Stahlindustrie Thyssen-Krupp sieht China-Abschwung gelassen

Thyssen-Krupp-Chef Heinrich Hiesinger

(Foto: Stephan Rumpf)
  • Der Thyssen-Krupp-Chef Heinrich Hiesinger sieht trotz des Wachstumseinbruchs in China keine größeren Gefahren für den Konzern.
  • Für die Stahlindustrie in Europa prognostiziert er allerdings ein schwieriges Jahr 2016.
Von Caspar Busse

Thyssen-Krupp rechnet wegen des Wirtschaftsabschwungs in China nicht mit größeren Problemen für das Geschäft. "Wir können auch mit einem Wirtschaftswachstum von fünf Prozent in China gut leben", sagte Heinrich Hiesinger, Vorstandsvorsitzender von Thyssen-Krupp, der Süddeutschen Zeitung. "Für übertriebene Aufregung besteht kein Anlass", fügte Hiesinger an. Das Geschäft mit Aufzügen laufe in etwa wie im Vorjahr, der Absatz von Autos habe zuletzt wieder angezogen. China hat an diesem Mittwoch eine Abschwächung des Wachstums mitgeteilt, mit 6,9 Prozent ist das Plus so niedrig wie 1991 nicht mehr.

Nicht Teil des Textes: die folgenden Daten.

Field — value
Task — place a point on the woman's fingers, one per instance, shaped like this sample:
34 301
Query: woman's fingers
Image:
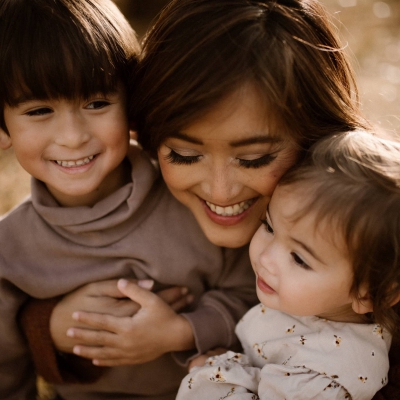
177 297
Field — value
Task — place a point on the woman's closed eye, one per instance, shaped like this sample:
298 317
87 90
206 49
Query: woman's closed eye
299 261
175 158
98 104
37 112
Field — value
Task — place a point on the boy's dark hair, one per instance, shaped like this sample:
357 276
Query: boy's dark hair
63 49
353 184
200 51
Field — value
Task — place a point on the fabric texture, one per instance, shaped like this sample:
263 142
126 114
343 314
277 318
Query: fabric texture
289 357
140 231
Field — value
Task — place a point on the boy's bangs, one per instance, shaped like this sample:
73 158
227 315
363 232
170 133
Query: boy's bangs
58 73
55 63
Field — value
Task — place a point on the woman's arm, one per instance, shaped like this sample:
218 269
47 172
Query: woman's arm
45 324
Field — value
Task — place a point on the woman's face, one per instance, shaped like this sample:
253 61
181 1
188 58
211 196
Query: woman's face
225 166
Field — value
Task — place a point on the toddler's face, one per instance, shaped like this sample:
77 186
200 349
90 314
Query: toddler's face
301 267
75 147
225 167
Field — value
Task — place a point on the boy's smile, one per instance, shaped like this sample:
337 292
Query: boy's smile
75 147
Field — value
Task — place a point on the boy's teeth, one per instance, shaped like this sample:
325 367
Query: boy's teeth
230 210
76 163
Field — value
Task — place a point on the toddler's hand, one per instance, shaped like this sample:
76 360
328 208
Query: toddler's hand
154 330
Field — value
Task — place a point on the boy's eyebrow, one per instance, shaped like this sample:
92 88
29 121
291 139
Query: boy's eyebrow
235 143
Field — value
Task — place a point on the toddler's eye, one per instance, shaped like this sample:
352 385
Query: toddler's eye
95 105
267 225
39 111
299 261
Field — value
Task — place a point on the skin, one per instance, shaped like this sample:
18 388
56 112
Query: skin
301 265
227 157
77 149
43 132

"Wir müssen allerdings darauf achten, dass wir auch Aufträge der lokalen Produzenten bekommen, aber das gelingt gut", sagte Hiesinger weiter. Und: "Wer aus Angst vor Risiken in China nicht mitspielt, hat sowieso verloren." Man müsse akzeptieren, dass die Wachstumsraten in China etwas zurückgehen. Hiesingerr: "Je größer eine Volkswirtschaft wird, desto kleiner werden die Zuwachsraten, so ist das eben." Vor dem Hintergrund der massiven Probleme in Brasilien, in Russland und anderen Schwellenländern sei China aufgrund seiner Marktgröße wichtiger denn je.

"2016 wird für die Stahlindustrie in Europa ein schwieriges Jahr werden", sagte Hiesinger weiter. Chinesische Stahlhersteller, meist in staatlicher Hand, lenkten die eigene Überproduktion zurzeit stark in den Export um. Dabei würden Preise angeboten, die nicht kostendeckend seien. In der Folge schreibe die Mehrzahl der chinesischen Hersteller Verluste. "Das ist unfairer Wettbewerb", sagte Hiesinger der SZ. Da müsse in Europa dringend etwas geschehen.

Hiesinger mahnt zur Vorsicht im Umgang mit Flüchtlingen

Zur Flüchtlingskrise sagte Hiesinger: "Wir müssen aufpassen, dass das positive Engagement nicht in Überforderung und Ablehnung umschlägt." Und weiter: "Nur ein gewisser Teil der Menschen, die gerade zu uns kommen, hat auch das Potenzial, hier schnell in den Arbeitsmarkt aufgenommen zu werden. Diese Ehrlichkeit in der Diskussion habe ich zu Beginn der Debatte vermisst." Thyssen-Krupp biete für Flüchtlinge 150 Ausbildungsplätze und 230 Praktikumsplätze an. Erst zehn davon seien aber besetzt , weil die Prozesse kompliziert seien und viele Details geklärt werden müssen.